Cuando la justicia revolucionaria no deviene en justicia política –es decir, en leyes e instituciones basadas en argumentos–, la ira es la llave que abre la puerta a la política del resentimiento.

Decía el filósofo inglés del siglo XVII Joseph Butler, que cuando el resentimiento se hace masivo –cuando se convierte en el principal cemento que reúne al conjunto– debemos esperar lo peor.

El resentimiento es una de las expresiones más pueriles del narcicismo. Quien bebe de sus aguas predica una supuesta superioridad moral: la política del rencor no quiere restituir justicia ni igualar ni enfrentar las asimetrías o promover la honestidad, sino elevar a quien la ejerce para humillar, descartar y menospreciar al semejante.

Este es el razonamiento principal de Nussbaum: la justicia revolucionaria sin justicia política (leyes e instituciones) deriva en una acción resentida de masa dispuesta para amplificar la arbitrariedad.

El Terror de la Revolución Francesa, la Inquisición de la Iglesia católica, el genocidio nazi o la Revolución Cultural en China son algunos, entre muchos ejemplos históricos, del destino al que conduce la política que apela al resentimiento.

Hay un elemento principal que impide a la ira convertirse en venganza y a la revolución en política rencorosa. Se trata de la noción de futuro. Mientras la venganza y el encono son emociones ancladas en el pasado, la transformación y la justicia miran hacia el porvenir.
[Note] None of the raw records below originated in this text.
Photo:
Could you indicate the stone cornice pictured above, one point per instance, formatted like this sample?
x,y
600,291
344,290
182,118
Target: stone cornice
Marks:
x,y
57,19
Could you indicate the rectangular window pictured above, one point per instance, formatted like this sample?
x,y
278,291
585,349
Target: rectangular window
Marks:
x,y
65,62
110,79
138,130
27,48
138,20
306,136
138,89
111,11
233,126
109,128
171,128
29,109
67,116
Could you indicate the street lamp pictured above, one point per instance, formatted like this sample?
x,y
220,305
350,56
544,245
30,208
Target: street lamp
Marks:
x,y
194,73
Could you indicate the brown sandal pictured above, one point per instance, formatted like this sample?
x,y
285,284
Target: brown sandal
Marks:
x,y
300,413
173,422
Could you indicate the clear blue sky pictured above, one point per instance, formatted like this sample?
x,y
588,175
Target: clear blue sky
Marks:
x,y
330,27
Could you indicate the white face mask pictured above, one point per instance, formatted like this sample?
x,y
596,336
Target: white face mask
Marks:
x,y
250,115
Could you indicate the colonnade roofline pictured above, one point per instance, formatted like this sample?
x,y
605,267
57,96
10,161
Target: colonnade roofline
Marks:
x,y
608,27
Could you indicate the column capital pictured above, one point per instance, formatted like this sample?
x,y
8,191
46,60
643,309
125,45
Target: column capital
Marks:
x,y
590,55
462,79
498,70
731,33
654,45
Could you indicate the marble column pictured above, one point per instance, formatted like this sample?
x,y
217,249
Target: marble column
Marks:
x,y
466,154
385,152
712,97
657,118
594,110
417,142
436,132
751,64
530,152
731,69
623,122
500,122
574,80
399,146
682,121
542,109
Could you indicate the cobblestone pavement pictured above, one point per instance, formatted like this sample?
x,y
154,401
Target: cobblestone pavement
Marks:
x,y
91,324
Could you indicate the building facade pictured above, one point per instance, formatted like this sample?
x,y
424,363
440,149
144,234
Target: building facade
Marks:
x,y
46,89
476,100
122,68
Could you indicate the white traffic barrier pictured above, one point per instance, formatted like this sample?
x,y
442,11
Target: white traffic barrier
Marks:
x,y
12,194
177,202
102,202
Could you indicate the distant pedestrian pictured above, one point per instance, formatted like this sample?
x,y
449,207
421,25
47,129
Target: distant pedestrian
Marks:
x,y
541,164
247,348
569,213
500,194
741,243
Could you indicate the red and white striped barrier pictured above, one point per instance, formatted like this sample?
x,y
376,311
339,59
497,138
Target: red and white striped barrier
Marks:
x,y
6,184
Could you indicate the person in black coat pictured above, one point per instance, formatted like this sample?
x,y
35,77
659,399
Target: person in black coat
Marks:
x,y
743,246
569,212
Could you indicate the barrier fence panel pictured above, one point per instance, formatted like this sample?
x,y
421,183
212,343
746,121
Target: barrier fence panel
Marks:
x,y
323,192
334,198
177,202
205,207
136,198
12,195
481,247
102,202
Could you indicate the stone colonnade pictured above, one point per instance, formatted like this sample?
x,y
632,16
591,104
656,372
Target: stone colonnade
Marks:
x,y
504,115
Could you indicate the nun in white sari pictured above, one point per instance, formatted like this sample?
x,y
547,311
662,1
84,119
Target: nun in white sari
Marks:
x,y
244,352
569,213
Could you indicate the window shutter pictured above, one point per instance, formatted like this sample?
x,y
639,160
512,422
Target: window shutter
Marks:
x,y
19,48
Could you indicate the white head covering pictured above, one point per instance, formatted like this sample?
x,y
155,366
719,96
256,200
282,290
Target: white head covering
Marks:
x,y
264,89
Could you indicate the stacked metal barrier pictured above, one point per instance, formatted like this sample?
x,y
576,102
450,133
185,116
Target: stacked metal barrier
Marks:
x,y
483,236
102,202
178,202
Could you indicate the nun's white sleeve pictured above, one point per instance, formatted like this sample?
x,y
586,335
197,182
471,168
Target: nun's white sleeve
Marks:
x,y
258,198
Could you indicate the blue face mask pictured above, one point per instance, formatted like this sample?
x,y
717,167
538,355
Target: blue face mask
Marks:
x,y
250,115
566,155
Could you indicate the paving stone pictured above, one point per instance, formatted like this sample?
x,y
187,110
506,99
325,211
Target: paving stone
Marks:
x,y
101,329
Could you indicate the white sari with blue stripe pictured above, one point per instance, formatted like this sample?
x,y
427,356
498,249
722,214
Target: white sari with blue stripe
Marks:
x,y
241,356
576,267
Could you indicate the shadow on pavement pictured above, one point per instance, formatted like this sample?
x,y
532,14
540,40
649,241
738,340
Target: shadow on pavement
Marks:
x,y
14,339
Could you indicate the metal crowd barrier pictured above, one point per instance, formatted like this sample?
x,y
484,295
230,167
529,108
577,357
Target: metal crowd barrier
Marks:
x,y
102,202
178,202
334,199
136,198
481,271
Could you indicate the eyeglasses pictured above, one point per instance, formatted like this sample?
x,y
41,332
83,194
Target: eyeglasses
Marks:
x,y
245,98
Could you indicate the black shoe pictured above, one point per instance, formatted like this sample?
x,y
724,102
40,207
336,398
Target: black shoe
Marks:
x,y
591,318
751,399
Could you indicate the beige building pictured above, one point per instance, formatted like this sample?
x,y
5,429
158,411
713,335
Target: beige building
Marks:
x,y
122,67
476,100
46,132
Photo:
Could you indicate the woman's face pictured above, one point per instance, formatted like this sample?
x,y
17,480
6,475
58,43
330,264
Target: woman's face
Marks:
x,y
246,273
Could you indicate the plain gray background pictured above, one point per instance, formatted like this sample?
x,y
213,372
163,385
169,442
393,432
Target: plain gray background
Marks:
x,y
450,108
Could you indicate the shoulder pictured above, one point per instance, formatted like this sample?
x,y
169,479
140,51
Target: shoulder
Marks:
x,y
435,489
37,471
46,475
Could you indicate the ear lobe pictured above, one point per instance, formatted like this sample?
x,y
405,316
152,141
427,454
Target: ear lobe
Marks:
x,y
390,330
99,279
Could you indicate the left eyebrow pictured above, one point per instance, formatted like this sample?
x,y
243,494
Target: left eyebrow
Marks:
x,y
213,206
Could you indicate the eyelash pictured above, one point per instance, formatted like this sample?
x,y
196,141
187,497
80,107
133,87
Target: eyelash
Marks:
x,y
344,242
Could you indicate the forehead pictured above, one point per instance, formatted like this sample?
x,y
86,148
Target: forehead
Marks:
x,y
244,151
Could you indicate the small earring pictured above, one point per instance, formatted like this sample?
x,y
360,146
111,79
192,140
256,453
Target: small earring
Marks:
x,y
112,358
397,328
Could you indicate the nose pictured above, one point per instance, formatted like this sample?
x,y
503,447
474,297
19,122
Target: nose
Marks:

En efecto, no hay resentimiento que contagie sin antes apelar a lo que sucedió ayer. El rencor se alimenta de lo que fue, se sostiene de las injusticias cometidas por las generaciones previas. El resentido no puede vivir el presente ni reflexionar sobre lo que viene: el pasado lo ocupa todo, lo aliena y le arrebata identidad.

La noción de futuro, en cambio, obliga a reconciliar como única vía para trascender las razones de la ira. Para ser viable, la conciliación no puede negar los argumentos que provocaron el malestar, pero requiere ir más allá.

Pide echar mano de la política de la aproximación que se encuentra justo en la orilla opuesta del resentimiento.

No se trata de perdonar, mucho menos de olvidar los agravios, sino de acomodar con virtud a quienes coexisten dentro de la misma comunidad, bajo reglas e instituciones reformadas con el propósito deliberado de conjurar los motivos originales de la ira.

Ese acomodo reconciliatorio únicamente puede lograrse a partir de la serenidad. Es decir, dejando atrás las furias para que su lugar lo ocupen la justicia reflexiva, el diálogo, el respeto y la negociación.

No creo que en 2022 habrá lugar para la serenidad, tampoco para la reconciliación, pero en estas fechas de celebración nos merecemos imaginar lo deseable, aunque sea por un instante.